Manual revisado del Boy Scout, de William S. Burroughs (La felguera). Traducción de Javier Calvo | por Óscar Brox
En la misma época en la que William S. Burroughs comenzaba a anotar las ideas e intuiciones que darían forma al Manual revisado del Boy Scout, Pier Paolo Pasolini regresaba contrariado (o más bien decepcionado) a Italia tras su segundo viaje a Nueva York. En él, escribía, apenas quedaba rastro de esa subcultura que había identificado como una hierofanía, un momento de lo sagrado, y hasta las capas más bajas se dejaban seducir por el capitalismo. La revuelta imposible, la de la vida al margen, la que reconociese en los muchachos del arroyo, comenzaba a declinar con el tiempo. Para Burroughs, los chicos de la periferia, los extraviados o los fugados, eran los salvajes que bien podían derribar, o acaso amedrentar, al statu quo de las sociedades asquerosamente moderadas. Carne de cañón contra el establishment. Rebelión frente a la resignación. De ahí, pues, que la naturaleza de su pequeño panfleto político fuese, más que política, directa: una llamada frontal a la desobediencia, el desorden y la guerra contra el civismo y el decoro. Con su ironía afilada, pero sin dejar de poner el acento profético sobre todos aquellos principios morales que las sociedades avanzadas nos han inculcado como un mantra para ejercer el papel de ciudadano modelo.

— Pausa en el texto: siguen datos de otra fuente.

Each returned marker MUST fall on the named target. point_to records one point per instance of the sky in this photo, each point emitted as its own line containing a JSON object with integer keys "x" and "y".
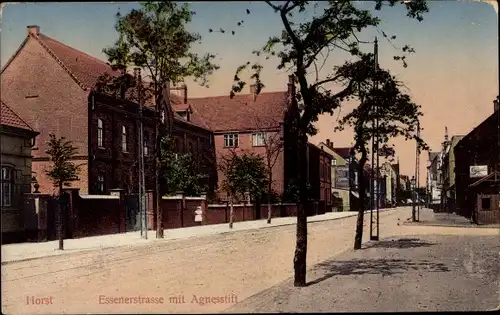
{"x": 453, "y": 75}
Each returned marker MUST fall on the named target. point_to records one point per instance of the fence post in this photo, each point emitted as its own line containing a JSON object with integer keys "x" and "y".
{"x": 203, "y": 208}
{"x": 122, "y": 228}
{"x": 72, "y": 213}
{"x": 151, "y": 209}
{"x": 183, "y": 206}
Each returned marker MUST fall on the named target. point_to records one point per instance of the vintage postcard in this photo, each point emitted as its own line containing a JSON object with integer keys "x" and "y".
{"x": 249, "y": 157}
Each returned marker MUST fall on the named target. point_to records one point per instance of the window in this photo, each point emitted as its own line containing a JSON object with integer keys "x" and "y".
{"x": 231, "y": 140}
{"x": 100, "y": 133}
{"x": 258, "y": 139}
{"x": 100, "y": 184}
{"x": 485, "y": 204}
{"x": 124, "y": 138}
{"x": 146, "y": 138}
{"x": 7, "y": 181}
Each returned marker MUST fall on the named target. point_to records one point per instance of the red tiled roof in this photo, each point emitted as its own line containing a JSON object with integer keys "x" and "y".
{"x": 86, "y": 70}
{"x": 83, "y": 68}
{"x": 9, "y": 118}
{"x": 343, "y": 152}
{"x": 221, "y": 113}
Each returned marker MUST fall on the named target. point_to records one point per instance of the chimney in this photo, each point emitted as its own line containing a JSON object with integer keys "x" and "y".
{"x": 185, "y": 93}
{"x": 253, "y": 91}
{"x": 33, "y": 30}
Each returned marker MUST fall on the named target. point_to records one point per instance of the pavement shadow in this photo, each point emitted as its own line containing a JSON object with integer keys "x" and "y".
{"x": 399, "y": 243}
{"x": 384, "y": 267}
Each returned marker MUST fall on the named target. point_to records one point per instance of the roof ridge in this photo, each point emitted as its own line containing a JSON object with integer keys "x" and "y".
{"x": 15, "y": 54}
{"x": 193, "y": 108}
{"x": 80, "y": 51}
{"x": 247, "y": 94}
{"x": 59, "y": 61}
{"x": 18, "y": 116}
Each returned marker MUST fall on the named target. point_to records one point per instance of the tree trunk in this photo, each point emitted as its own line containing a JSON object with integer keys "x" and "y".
{"x": 231, "y": 212}
{"x": 299, "y": 260}
{"x": 358, "y": 238}
{"x": 269, "y": 208}
{"x": 60, "y": 228}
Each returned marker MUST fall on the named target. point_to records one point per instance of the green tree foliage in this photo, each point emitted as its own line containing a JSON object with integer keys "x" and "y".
{"x": 381, "y": 99}
{"x": 303, "y": 48}
{"x": 155, "y": 37}
{"x": 244, "y": 173}
{"x": 62, "y": 171}
{"x": 180, "y": 172}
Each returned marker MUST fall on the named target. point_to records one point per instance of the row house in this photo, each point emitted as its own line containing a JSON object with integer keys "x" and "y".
{"x": 52, "y": 86}
{"x": 448, "y": 192}
{"x": 477, "y": 171}
{"x": 341, "y": 187}
{"x": 390, "y": 173}
{"x": 432, "y": 183}
{"x": 344, "y": 176}
{"x": 257, "y": 123}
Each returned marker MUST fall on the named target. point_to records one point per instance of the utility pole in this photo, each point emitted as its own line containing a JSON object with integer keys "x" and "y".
{"x": 142, "y": 188}
{"x": 375, "y": 144}
{"x": 417, "y": 172}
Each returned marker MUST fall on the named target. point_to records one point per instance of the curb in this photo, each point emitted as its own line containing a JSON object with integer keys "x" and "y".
{"x": 354, "y": 213}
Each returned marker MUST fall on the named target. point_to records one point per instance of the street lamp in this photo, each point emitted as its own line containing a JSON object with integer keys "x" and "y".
{"x": 413, "y": 185}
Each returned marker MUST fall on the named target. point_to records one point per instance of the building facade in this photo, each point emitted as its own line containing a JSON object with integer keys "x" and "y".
{"x": 61, "y": 99}
{"x": 477, "y": 171}
{"x": 17, "y": 139}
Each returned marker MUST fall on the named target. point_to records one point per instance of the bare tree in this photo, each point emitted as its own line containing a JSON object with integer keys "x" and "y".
{"x": 272, "y": 141}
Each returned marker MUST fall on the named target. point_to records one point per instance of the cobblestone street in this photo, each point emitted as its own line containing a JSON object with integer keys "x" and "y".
{"x": 231, "y": 266}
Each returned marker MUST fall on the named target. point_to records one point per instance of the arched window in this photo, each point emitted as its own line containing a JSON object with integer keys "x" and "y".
{"x": 146, "y": 140}
{"x": 7, "y": 183}
{"x": 100, "y": 133}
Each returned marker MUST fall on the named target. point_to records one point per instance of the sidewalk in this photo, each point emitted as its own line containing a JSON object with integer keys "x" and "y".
{"x": 27, "y": 251}
{"x": 432, "y": 273}
{"x": 430, "y": 218}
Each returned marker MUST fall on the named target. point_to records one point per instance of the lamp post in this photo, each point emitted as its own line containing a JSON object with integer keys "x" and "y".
{"x": 413, "y": 212}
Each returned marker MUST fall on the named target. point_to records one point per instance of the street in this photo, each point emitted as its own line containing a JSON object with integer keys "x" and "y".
{"x": 203, "y": 275}
{"x": 405, "y": 274}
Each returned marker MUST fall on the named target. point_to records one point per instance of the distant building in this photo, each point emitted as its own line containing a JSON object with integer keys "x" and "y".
{"x": 477, "y": 176}
{"x": 433, "y": 187}
{"x": 343, "y": 183}
{"x": 17, "y": 139}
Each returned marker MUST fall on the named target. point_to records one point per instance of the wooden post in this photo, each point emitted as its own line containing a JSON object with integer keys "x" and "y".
{"x": 183, "y": 206}
{"x": 227, "y": 207}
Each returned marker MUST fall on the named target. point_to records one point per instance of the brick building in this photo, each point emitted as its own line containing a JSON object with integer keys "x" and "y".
{"x": 51, "y": 86}
{"x": 16, "y": 141}
{"x": 242, "y": 124}
{"x": 479, "y": 148}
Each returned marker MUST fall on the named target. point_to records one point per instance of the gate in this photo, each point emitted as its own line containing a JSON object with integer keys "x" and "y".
{"x": 133, "y": 220}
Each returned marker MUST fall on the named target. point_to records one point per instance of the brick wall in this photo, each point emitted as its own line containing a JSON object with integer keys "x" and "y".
{"x": 37, "y": 88}
{"x": 47, "y": 186}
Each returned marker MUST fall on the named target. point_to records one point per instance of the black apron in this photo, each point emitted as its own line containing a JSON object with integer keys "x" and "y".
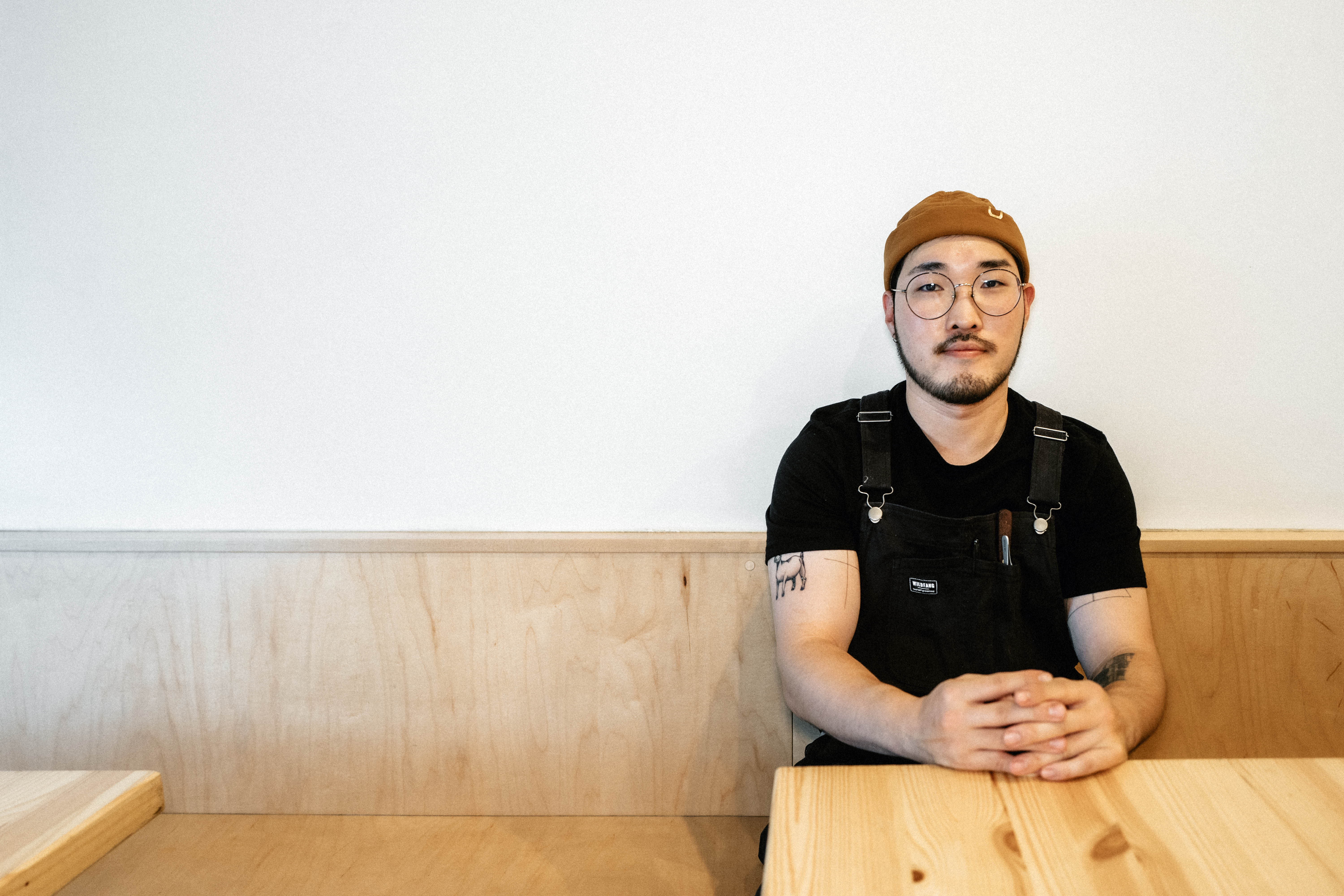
{"x": 937, "y": 601}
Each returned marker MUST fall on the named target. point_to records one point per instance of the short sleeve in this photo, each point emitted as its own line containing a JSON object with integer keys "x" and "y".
{"x": 807, "y": 507}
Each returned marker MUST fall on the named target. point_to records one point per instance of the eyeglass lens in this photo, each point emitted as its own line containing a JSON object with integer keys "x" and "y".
{"x": 995, "y": 293}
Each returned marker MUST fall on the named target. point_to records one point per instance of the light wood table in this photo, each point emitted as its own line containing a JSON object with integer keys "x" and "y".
{"x": 1179, "y": 827}
{"x": 56, "y": 824}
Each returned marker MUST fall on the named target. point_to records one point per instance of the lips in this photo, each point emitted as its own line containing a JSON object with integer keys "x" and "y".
{"x": 964, "y": 347}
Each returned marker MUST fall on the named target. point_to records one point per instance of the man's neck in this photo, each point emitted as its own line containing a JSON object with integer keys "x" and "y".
{"x": 962, "y": 433}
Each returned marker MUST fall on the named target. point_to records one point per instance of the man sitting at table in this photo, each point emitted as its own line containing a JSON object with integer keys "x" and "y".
{"x": 946, "y": 553}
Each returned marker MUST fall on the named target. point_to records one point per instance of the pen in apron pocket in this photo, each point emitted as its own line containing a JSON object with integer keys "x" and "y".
{"x": 1005, "y": 545}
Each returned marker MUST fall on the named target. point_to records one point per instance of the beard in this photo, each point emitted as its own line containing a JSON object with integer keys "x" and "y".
{"x": 963, "y": 389}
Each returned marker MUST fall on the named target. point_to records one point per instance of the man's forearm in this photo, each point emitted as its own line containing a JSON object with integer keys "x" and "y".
{"x": 1138, "y": 691}
{"x": 837, "y": 694}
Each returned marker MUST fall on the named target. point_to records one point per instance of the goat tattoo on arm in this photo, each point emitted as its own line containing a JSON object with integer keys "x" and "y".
{"x": 788, "y": 570}
{"x": 1114, "y": 670}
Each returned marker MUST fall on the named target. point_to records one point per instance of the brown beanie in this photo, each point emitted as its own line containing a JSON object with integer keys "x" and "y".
{"x": 948, "y": 215}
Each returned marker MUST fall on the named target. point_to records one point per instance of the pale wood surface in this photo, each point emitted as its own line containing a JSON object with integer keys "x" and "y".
{"x": 855, "y": 829}
{"x": 397, "y": 683}
{"x": 1158, "y": 827}
{"x": 540, "y": 683}
{"x": 1152, "y": 542}
{"x": 1253, "y": 648}
{"x": 368, "y": 856}
{"x": 390, "y": 542}
{"x": 1243, "y": 542}
{"x": 56, "y": 824}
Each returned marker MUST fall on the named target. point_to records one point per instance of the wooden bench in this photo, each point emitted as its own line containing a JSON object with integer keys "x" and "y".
{"x": 628, "y": 679}
{"x": 57, "y": 824}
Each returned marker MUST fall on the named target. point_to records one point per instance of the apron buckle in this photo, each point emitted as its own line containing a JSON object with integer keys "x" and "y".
{"x": 874, "y": 512}
{"x": 1040, "y": 524}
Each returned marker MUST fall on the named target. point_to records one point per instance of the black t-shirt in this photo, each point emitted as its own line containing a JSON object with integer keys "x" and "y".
{"x": 816, "y": 504}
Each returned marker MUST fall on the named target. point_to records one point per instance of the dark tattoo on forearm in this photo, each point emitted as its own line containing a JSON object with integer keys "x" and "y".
{"x": 1075, "y": 605}
{"x": 1114, "y": 670}
{"x": 788, "y": 570}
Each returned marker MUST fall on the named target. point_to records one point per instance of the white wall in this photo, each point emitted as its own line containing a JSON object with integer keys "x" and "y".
{"x": 589, "y": 267}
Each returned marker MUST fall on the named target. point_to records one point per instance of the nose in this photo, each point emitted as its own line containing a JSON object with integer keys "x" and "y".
{"x": 964, "y": 314}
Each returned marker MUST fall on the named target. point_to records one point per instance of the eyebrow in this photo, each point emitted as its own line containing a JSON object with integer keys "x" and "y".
{"x": 990, "y": 265}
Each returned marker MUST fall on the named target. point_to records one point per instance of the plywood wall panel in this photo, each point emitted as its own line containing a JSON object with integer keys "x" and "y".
{"x": 538, "y": 683}
{"x": 398, "y": 683}
{"x": 1253, "y": 647}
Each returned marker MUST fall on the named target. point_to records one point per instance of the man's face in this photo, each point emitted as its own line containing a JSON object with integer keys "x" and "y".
{"x": 964, "y": 357}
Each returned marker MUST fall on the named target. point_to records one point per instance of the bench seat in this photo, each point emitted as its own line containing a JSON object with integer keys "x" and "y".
{"x": 411, "y": 855}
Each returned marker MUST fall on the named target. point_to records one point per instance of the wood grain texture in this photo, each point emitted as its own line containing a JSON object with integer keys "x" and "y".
{"x": 1253, "y": 647}
{"x": 365, "y": 856}
{"x": 889, "y": 829}
{"x": 1152, "y": 542}
{"x": 56, "y": 824}
{"x": 1243, "y": 542}
{"x": 1183, "y": 828}
{"x": 400, "y": 684}
{"x": 751, "y": 543}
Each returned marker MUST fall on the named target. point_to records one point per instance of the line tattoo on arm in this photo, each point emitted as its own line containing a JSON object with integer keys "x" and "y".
{"x": 788, "y": 571}
{"x": 1075, "y": 605}
{"x": 1114, "y": 670}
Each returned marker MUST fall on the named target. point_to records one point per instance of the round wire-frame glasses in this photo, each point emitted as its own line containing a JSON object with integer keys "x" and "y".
{"x": 995, "y": 293}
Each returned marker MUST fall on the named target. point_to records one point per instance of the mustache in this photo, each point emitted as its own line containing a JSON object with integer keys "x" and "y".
{"x": 964, "y": 338}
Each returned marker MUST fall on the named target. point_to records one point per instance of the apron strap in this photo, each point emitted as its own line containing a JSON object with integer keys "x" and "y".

Al viejo Burroughs, estigmatizado por aquel episodio en el que hizo de Guillermo Tell con resultados nefastos, los 70 y 80 lo convirtieron en una suerte de oráculo. En un escritor que no dejaba de instigar otras formas de escritura y de revolución, pero que sobre todo inspiraba nuevas maneras de entender el Arte para otros tantos artistas. Y así fue que sus trabajos ayudaron a visibilizar a grupos atascados en lo más bajo, mientras que se producía una incesante colaboración creativa entre todos. Burroughs, trasmutado en profeta, frente a sus chicos salvajes dispuestos a difundir sus palabras. A samplearlas, grabarlas, editarlas y conservarlas como cápsulas de tiempo, tal y como hizo Genesis P. Orridge con el auge de la música Industrial. De manera que lo que no dejaba de ser un comportamiento siempre dibujado a la contra, insubordinado y maldito por naturaleza, también supusiese una base para crear y crear política. Para desarrollar ideas y acciones que alterasen las corrientes de pensamiento, como un electroshock aplicado directamente sobre las buenas costumbres.
En esta pequeña edición de La Felguera, acompañada de impagables postales que remedan, cuando no parodian, esa pureza de espíritu que se le presumía a la sociedad de Boy Scouts de América, el texto de Burroughs esparce su veneno alrededor de cada esfera de poder. Su veneno, o su terror. Porque aquí la lucha armada, los asesinatos, la guillotina o la violencia son formas de amedrentar a un público respetable para corromper ese aura de decencia verdaderamente abyecta. Visiones directísimas que, no obstante, Burroughs lanzaba para incitar a la desobediencia. Para llamar a otra clase de vida, capaz de organizarse en pequeñas células autónomas que pudiesen reivindicar para sí un lugar entre la masa mediocre. Y cómo no verlo aplicado a nuestra época tardofranquista, a la Inglaterra de Thatcher o a la América hundida en el reaganismo más execrable. Como un escupitajo, que su autor cifraba en esa especie de conjura procaz con la que finalizaba los capítulos: a tomar por culo la reina.
La de Burroughs seguramente fue una guerra contra las buenas costumbres y el adocenamiento mental. A favor de los márgenes y en contra de los límites del control. Preocupada por toda esa industria que fabricaba técnicas de seducción para ganar la batalla desde la economía, el ordenamiento social o la higienización, estigmatizando al otro, al marginado o al desobediente. De ahí que este Manual revisado del Boy Scout tenga, en su brutalidad, un componente de ironía que salpique, principalmente, al tonto sentido común de aquellos que evangelizaron durante décadas sobre la importancia de la decencia y de una moral sin mácula. Es decir, contra aquellos que buscaban absorber en la masa cualquier posible disidencia. Por eso, no cabe duda de que leer este pequeño panfleto, bello y salvaje a partes iguales, sirve para resucitar una conciencia altanera y beligerante. Capacitada para llamar a la guerra contra las buenas maneras y los imbéciles. Para la que lo más triste, en definitiva, era aquello que señalaba Pasolini a su vuelta de Nueva York: la soledad que produce la exclusión, el adiós a esos chavales del arroyo, a esos muchachos salvajes, que alguna vez trasladaron el sueño de cambio. De revuelta sin resignación.